More than a thousand people rallied in Russia’s Saint Petersburg yesterday to protest the decision by authorities to hand over the city’s famous St Isaac’s cathedral to the Orthodox Church.
The crowd of about 1,500 was the biggest showing yet to oppose giving the cathedral, a popular tourist attraction owned by the city, to the church, saying that it would rob the municipality of needed revenue.
The imposing 19th-century St Isaac’s Cathedral on the main street Nevsky Prospekt functions as a museum, gallery and concert hall, and is also used for religious services.
“The church has claimed too much in recent years. Russia is a secular state,” said 37-year-old resident, Filipp Gotfrid.
Proponents of the handover, which was decided by the city’s governor earlier this month without public debate, say that it would be justice served after the long Soviet-era campaign of razing or repurposing church buildings.
About 100 people from nationalist group National Liberation Movement, which is known for sometimes violent rallies and actions protecting “traditional” and religious values, gathered not far from the protest, brandishing slogans like “a church is a place of worship”.

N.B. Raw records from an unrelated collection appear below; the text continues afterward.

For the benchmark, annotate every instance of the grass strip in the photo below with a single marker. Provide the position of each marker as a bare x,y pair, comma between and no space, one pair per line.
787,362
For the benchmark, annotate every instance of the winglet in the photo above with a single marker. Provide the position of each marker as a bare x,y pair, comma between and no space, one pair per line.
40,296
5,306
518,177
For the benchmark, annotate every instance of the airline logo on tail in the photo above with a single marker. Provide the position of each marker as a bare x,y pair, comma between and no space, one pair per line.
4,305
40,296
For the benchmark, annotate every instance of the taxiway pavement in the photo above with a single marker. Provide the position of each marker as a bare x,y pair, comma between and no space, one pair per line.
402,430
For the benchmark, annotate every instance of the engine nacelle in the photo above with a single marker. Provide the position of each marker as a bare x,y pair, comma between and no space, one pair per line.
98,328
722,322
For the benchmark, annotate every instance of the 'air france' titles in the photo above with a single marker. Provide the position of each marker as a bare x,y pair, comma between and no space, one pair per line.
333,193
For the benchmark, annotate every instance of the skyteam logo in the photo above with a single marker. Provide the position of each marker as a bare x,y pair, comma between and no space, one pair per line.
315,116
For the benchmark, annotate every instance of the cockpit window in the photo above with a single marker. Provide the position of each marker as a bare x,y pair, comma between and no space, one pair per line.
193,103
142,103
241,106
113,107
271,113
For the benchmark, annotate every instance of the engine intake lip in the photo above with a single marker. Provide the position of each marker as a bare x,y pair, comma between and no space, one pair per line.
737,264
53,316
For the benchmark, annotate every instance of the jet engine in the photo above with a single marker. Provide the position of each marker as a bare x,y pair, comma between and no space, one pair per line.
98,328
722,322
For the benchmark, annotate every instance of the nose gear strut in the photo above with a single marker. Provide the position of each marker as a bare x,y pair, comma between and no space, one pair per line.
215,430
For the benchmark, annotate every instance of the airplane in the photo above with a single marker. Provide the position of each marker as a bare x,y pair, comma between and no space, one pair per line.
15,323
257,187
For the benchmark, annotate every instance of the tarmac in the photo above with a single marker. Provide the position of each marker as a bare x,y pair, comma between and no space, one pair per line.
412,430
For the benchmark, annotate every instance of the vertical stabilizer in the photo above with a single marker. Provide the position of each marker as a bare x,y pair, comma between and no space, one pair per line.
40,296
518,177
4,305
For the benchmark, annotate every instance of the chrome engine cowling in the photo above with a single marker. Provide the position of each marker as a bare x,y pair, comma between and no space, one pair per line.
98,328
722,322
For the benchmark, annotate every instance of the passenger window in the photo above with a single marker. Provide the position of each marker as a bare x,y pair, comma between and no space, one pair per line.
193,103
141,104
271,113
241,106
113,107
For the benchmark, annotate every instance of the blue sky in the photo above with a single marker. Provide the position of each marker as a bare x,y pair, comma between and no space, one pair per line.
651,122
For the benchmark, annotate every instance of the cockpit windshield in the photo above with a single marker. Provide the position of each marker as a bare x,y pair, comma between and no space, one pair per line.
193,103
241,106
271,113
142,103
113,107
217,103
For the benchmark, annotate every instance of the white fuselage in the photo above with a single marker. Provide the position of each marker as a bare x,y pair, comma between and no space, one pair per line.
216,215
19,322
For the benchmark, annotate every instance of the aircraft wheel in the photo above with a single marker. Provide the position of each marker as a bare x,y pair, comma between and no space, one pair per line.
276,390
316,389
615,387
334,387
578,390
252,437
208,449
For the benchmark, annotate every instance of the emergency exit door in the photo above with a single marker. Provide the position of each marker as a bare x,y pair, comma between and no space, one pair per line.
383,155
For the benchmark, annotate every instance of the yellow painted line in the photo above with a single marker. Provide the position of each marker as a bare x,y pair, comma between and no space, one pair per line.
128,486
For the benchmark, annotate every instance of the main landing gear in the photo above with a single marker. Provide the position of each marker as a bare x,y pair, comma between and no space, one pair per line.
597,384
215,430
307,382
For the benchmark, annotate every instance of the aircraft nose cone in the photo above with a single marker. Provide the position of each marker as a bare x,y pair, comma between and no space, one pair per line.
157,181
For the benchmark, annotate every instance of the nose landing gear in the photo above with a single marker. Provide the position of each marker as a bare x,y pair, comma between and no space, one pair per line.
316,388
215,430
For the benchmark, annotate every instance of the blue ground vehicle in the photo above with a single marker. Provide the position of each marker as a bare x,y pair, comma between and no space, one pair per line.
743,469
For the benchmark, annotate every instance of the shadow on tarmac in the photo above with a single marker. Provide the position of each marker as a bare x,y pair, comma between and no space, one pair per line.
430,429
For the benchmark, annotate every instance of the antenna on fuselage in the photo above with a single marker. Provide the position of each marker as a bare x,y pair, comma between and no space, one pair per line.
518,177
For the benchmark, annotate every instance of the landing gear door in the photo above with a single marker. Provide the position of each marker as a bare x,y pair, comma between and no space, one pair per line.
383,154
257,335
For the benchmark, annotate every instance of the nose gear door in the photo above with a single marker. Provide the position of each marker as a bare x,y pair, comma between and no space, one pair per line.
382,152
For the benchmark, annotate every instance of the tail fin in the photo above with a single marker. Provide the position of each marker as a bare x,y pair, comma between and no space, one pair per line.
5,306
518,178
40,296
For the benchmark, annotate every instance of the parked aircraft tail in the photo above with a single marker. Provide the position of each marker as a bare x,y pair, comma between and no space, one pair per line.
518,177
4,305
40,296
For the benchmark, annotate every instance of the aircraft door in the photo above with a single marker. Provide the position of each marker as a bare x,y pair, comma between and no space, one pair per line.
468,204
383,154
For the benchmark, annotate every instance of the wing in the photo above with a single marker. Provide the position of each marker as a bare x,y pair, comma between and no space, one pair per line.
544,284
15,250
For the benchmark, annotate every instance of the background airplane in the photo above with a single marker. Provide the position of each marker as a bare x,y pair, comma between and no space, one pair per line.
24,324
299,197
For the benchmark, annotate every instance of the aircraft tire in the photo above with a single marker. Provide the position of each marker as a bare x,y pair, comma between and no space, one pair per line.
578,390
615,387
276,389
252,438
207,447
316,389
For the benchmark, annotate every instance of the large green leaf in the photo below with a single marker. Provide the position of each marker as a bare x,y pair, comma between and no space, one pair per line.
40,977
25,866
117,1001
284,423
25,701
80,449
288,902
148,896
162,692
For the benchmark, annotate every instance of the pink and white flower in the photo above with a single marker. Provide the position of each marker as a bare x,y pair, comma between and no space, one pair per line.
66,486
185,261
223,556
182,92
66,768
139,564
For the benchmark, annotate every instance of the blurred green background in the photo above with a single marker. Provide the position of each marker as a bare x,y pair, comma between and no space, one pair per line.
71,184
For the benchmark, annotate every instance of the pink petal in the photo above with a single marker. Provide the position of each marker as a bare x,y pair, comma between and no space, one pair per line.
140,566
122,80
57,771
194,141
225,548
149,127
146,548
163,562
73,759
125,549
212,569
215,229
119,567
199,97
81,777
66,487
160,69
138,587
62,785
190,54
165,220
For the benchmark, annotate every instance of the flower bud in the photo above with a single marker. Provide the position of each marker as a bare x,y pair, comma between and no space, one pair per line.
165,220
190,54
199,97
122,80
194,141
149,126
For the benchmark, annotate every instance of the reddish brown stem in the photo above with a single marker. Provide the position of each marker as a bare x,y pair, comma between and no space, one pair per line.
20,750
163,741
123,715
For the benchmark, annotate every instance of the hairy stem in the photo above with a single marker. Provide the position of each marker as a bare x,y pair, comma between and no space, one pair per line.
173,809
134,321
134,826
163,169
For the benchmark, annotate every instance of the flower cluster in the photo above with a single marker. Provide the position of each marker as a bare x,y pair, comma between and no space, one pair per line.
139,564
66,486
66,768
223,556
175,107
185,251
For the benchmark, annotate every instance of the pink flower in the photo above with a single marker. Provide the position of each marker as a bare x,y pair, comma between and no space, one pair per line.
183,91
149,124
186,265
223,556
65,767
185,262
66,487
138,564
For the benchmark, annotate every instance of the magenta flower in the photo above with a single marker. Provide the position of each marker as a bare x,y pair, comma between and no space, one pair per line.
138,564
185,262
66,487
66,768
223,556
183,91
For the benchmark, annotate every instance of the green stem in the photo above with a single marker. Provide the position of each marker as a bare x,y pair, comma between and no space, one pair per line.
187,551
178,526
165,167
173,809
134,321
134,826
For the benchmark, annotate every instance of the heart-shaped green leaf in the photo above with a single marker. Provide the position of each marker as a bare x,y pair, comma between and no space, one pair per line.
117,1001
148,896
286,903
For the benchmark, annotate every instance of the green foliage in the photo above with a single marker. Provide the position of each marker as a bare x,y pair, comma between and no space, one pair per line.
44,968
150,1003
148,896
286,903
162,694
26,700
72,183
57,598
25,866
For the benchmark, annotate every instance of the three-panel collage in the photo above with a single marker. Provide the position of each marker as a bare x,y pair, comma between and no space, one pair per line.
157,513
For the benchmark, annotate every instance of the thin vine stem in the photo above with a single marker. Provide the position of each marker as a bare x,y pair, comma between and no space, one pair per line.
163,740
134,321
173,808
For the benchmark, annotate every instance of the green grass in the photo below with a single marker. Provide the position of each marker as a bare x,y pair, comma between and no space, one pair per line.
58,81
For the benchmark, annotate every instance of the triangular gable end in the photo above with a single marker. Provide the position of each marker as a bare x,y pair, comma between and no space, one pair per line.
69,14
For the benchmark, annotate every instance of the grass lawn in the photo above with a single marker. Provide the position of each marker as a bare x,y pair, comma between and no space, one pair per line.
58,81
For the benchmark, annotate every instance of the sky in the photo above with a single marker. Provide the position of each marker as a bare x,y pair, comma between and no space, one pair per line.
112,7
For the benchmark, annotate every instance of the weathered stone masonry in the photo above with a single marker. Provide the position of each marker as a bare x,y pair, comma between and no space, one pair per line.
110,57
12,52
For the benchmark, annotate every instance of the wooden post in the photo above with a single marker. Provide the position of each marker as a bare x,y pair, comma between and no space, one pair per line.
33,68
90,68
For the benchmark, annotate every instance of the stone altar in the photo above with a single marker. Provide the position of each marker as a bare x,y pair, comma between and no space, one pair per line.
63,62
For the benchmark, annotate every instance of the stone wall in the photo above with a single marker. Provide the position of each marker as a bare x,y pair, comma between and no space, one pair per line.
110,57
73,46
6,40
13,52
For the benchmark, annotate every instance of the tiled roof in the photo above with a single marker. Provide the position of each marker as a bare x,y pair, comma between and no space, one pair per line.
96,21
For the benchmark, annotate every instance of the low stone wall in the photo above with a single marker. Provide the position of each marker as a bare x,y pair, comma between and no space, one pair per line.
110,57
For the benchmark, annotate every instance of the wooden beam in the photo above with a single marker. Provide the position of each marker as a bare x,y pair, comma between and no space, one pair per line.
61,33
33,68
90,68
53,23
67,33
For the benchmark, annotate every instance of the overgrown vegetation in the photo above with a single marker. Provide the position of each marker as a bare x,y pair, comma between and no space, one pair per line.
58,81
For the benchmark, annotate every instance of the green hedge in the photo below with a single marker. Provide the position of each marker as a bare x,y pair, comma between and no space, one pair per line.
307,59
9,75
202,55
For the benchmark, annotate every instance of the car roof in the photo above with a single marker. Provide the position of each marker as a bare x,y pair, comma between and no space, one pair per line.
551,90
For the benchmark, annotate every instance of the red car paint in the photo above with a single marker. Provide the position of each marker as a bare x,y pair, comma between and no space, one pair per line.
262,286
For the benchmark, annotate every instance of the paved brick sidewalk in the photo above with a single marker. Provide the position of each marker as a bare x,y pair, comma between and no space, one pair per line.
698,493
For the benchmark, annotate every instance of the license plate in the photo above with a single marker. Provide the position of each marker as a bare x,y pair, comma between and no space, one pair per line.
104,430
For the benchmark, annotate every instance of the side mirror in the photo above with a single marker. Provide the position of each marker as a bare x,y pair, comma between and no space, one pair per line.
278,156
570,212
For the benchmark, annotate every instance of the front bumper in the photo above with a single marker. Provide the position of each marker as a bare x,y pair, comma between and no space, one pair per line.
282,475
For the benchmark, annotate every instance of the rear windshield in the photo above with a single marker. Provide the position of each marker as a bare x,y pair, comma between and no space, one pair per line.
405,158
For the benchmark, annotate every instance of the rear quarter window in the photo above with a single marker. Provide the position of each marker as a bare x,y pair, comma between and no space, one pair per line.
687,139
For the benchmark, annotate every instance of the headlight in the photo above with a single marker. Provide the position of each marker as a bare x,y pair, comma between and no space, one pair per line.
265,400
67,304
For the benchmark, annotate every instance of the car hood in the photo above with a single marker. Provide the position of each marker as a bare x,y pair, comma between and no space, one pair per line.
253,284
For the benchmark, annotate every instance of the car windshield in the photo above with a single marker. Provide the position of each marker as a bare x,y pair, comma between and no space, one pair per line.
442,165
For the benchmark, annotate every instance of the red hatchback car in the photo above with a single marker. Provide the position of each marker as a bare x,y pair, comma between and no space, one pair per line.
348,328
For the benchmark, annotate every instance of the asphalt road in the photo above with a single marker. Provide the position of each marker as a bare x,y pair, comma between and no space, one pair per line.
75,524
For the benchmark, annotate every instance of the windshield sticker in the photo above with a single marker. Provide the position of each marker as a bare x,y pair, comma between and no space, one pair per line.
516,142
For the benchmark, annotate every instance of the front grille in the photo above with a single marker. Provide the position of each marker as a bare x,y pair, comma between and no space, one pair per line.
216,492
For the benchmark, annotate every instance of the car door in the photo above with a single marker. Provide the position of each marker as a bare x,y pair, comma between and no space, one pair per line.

Saint Petersburg is one of few places in Russia where members of the Kremlin’s political opposition have been elected into local parliament, and yesterday’s gathering was called by the liberal Yabloko party, as part of a wider campaign against the handover.
“It’s not a question of faith, it’s a question of money,” said Yabloko MP Boris Vishnevsky.
Protester Tatiana Tsenkovskaya echoed: “The money earned by the cathedral was the city’s, but now it will be for the church. It’s not fair.”
The campaign was backed by key cultural figures, notably the director of the State Hermitage Museum, Mikhail Piotrovsky, who sent a letter to Russian Patriarch Kirill on Thursday, asking him to delay the handover to cool tensions in the city.
A pause in the handover procedure would “stop the public conflict and allow to find the wisest and most just solution”, the letter said, according to a museum statement.